Australia - Valley fights for its jobs (the human side of power saga) : LUSENET : TimeBomb 2000 (Y2000) : One Thread


Valley fights for its jobs
Saturday 5 February 2000

The way Mr Rod Somerville sees it, everyone in the LaTrobe Valley is connected to one of the big four power generators, whether they choose it or not.

The power plants are the main employers. And workers' wages are the lifeblood of towns such as Moe and Morwell.

In his case, his wage as a plant operator at Yallourn Energy stretches to meet the needs of three generations.

Mr Somerville's two sons, with young families of their own, cannot find work in the economically depressed valley. So he, the patriarch, gives what he can.

But on Monday he will be able to give no more. He, along with more than 400 other Yallourn Energy workers will be locked out, joining the 80 maintenance workers who have been locked out for 25 days.

If the company has its way, they will not be returning for two months; but may be back sooner if their unions give in to the company's demands to employ contractors on company terms.

The company wants to end the enterprise agreement to get greater workplace flexibility, alter workers' hours, and use contractors without unions' consent.

In exchange, Yallourn Energy has offered a seven-year phasing out of shift rates, no forced redundancies for the life of the new agreement and pay rises.

But the dozens of workers that have manned a protest camp outside the power plant strongly oppose lucrative short-term enticements that will buy the company new provisions to dictate the use of contract labor.

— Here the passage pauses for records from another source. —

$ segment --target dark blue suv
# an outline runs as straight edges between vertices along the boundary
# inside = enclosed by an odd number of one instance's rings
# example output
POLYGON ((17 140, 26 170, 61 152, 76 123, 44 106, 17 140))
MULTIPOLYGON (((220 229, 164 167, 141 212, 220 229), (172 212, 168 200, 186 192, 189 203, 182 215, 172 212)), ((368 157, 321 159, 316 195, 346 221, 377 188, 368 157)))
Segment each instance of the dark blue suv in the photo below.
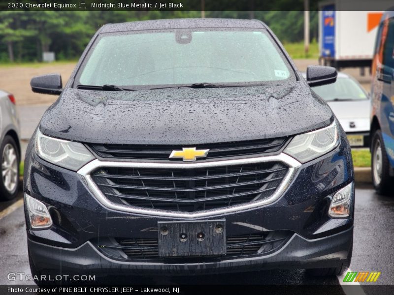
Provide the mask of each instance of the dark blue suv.
POLYGON ((256 20, 103 26, 64 88, 31 83, 60 95, 25 162, 33 273, 343 272, 351 154, 310 88, 336 77, 256 20))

Sitting with his workmates in searing heat outside a blue marquee with a plate of tomato sandwiches and an icy drink, electrician Mr Jack Edwards says the bitter dispute is a battle workers cannot afford to lose if the valley is to ever prosper.

Mr Edwards says changing the agreement on contract labor will kill any job security the permanent workers enjoy. "When the SEC was privatised we saw from experience what can happen: people took packages and worked as casuals on short-term contracts and most of them are now unemployed," he says.

His friend, Mr Tony Dunn, who faces being locked out on Monday, says it upsets him to see images on TV of people suffering because of power cuts, but it is wrong for people to blame the union.

"The company has locked us out. And it's not letting us back in until it can get more production with fewer full-time people. They say it's in the public interest, but it's not in Victorians' interest to lose jobs. It is the British interest they are looking after," he says.

Mr Leslie Lobb, who took a redundancy in the early 1990s when the SEC privatised, says he realises now that he should have said no. "I just move from one casual job to the next. There is no security," he says.

He travels across Australia for casual work as a fitter and turner, leaving his wife Linda at home for up to three months to care for their two children Sara, 5, and Lauren, 2.

In nine years, the $100,000redundancy package has been slowly eaten away, used to carry the family through the bad times. "I wish now, I stuck it out at work ... then I would have an income each week," he says.



Americans have expressed certain opinions regarding the Australian electrical power crisis. I post this article to put a human face on the debate.